In Schroeder, etc., Co. v. Willis Coal Co., supra, it is said:

"Comity between the several states and the courts thereof have been almost universally exercised throughout this country and recognized as a sound principle, particularly so in the administration of exemption laws. * * * Our courts have distinctly recognized it in several cases."

It has also been declared that it is not necessary that the foreign statute should resemble the statute of the forum in all its details. It is sufficient that the policy of the legislation of the two states upon the subject of the right is the same.

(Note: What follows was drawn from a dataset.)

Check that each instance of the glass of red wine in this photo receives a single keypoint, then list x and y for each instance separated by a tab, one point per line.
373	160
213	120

It is concluded that cases announcing the rule as approved in Wm. Cameron Co. v. Abbott are more in harmony with the policy of our laws and should be followed. If the rule of comity as to exemption laws of another state is ever to be invoked, such rule should find application in the case at bar. The debtor was a citizen of this state, and while temporarily absent therefrom is injured. He is awarded compensation, which, under the laws of the state where awarded, is exempt to him. If the award had been made in this state, the exemption would have accrued to him. The policy declared by the Legislature in enacting this statute was to keep secure the amount awarded on account of such injuries, in order to provide for the support of the injured workman and those dependent upon him, in order that they might not become a public charge, and to enable him to make some provision for the future. To deny that exemption upon the technical ground that it was not awarded under our statute, and therefore does not protect him, and to hold further that the law of Illinois can have no extraterritorial effect, would be arbitrary and unjust, and sacrifice the spirit of the law to its letter. It is believed that the trial court in applying the exemption as was done in this case under the rule of comity did not abuse his discretion, but that he thereby gave effect to the object of our own statute and the policy of our own laws.

It follows that the judgment should be affirmed, and it is so ordered.